Previously I wrote about the difference in performance between using thin, puma and unicorn on heroku’s cedar stack. At the time, heroku’s recommendations where to use thin as a server. They now recommend unicorn for better performance and concurrency.

Additionally, I received some very valid criticism on the previous benchmark: Puma is designed to be used on a ruby implementation that does not have a Global Interpreter Lock: Namely Rubinius or jRuby. With that in mind, I decided to test again.

Methodology

Changing the ruby implementation requires much more effort than just changing the application server that heroku spins up. In fact, I could not get the small application I created for testing deployed on heroku using jruby at all. It seems that the auto-detection somehow fails for Rails 4.0.0rc1. In any case, this time around I decided to test locally, so that the network latency does not obscure the results.

The application to test is just a simple blog, with one model representing articles and 10 entries in the database. The endpoint under test is the index page that renders those 10 items from the database using rails provided scaffolding, running in production mode.

For the unicorn test, I used ruby 1.9.3-p392 and unicorn configured for 3 workers. I chose 3 workers, because that is the maximum number of workers that would not exceed the 512Mb of RAM available in a 1X heroku worker. The peak RAM utilization was 496Mb.

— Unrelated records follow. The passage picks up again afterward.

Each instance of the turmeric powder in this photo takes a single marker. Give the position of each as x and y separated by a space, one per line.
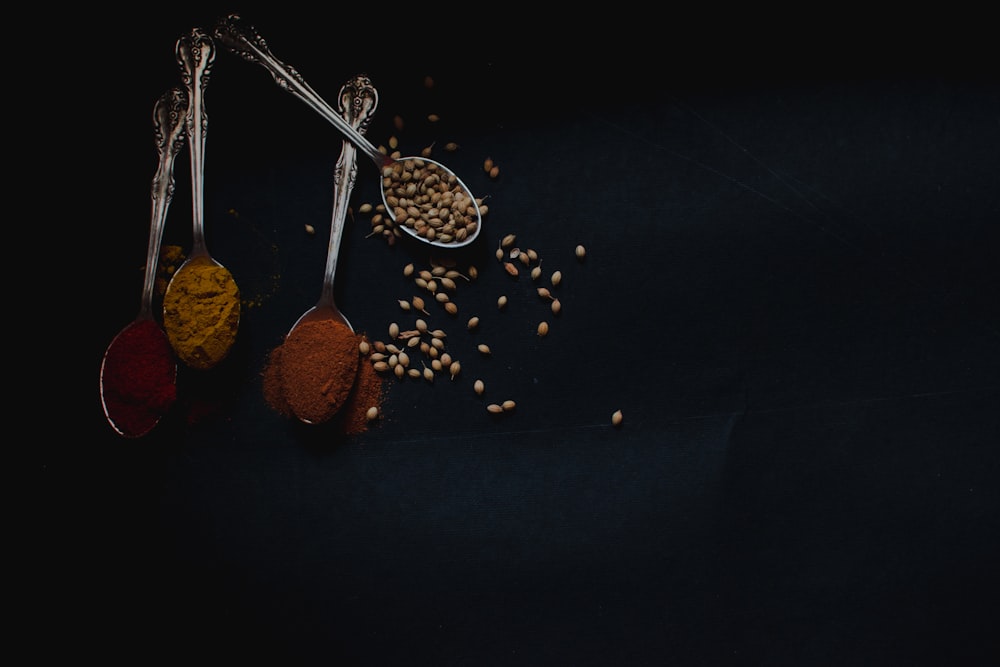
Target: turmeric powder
201 313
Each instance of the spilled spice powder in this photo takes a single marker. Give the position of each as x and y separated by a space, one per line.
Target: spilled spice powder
369 392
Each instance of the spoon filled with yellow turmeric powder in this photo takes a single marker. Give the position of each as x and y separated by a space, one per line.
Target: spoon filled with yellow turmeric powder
201 306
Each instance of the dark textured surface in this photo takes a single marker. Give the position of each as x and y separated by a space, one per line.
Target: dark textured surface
790 291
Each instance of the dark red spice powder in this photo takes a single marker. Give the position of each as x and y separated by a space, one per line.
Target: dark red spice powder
138 378
366 391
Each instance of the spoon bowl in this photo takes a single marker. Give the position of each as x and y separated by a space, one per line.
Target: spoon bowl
416 218
138 371
202 305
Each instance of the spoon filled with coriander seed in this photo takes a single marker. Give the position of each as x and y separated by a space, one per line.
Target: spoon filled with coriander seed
201 306
423 197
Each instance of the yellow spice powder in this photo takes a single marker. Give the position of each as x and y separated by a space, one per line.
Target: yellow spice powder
201 313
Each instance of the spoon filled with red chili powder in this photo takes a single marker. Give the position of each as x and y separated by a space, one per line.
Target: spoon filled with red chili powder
317 364
138 371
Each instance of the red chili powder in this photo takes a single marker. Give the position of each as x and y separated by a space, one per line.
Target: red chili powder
367 392
138 378
319 361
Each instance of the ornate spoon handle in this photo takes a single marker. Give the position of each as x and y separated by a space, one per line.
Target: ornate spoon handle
169 115
196 54
246 42
358 99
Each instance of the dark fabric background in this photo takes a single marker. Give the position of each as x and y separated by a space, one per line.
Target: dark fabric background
790 291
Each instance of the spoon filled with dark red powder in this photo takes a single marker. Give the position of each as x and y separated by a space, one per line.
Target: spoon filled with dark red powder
138 372
319 358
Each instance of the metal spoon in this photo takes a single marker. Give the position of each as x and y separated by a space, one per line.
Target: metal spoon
195 54
244 41
358 99
168 124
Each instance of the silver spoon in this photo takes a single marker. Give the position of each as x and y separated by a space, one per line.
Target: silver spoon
358 99
195 53
244 41
168 124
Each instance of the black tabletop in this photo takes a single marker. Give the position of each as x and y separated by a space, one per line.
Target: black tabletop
789 291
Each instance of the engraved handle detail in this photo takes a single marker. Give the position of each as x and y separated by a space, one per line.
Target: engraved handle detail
246 42
169 118
195 55
358 99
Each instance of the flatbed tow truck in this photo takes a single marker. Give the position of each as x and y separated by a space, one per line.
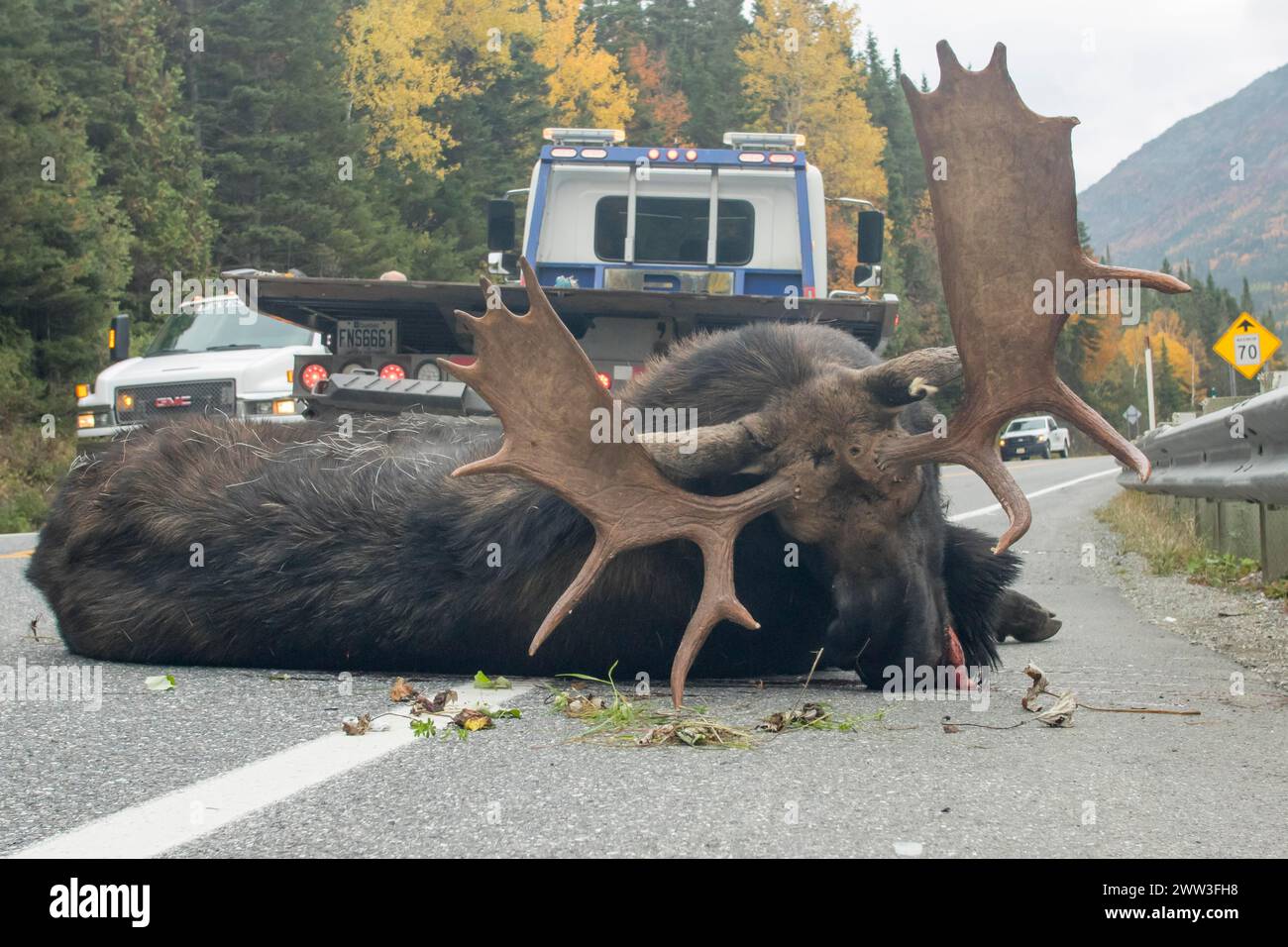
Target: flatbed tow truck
636 249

For the puma test, I used jRuby 1.7.3 (in 1.9 mode) with the default configuration, which by default uses a pool of up to 16 threads to respond to requests. The peak RAM utilization was 405Mb.

For the actual tests, after some server warm-up, I used siege to run 30 seconds of as much traffic as the server could handle, with varying levels of concurrent users issuing requests.

siege -b -c$USER_COUNT -t30s $URL

Results

To compare the peformance, I focused on to metrics: Transaction Rate or Throughput (number of transactions per second) and Average Response Time graphed as follows:

Transaction Rate: Unicorn, Puma

Average Response Time: Unicorn, Puma

Conclusions

The first graph shows both servers hitting their maximum transaction rate near 16 concurrent users. Puma tops out near 420 transactions/sec, while unicorn’s maximum is 350 transaction/sec.

The average response time though, tells a much more compelling story. Both server seem to handle low concurrency equally well, with response times of less than 20 milliseconds. However, unicorn’s performance quickly deteriorates and reaches almost 400 milliseconds when fully loaded with 128 concurrent users. On the other hand, puma’s performance is much steadier. It does reach 50 milliseconds, but that is almost an order of magnitude better than unicorn.

What does this mean? I wouldn’t jump to the conclusion that puma is always better than unicorn, but it’s performance was much better than I anticipated. At this point, I can’t tell if the performance comes from the server’s design or form leveraging the Java Virtual Machine threading. Regardless, I think that when it comes to squeezing the best performance from your hardware (or heroku’s for that matter), puma on jRuby is certainly a contender.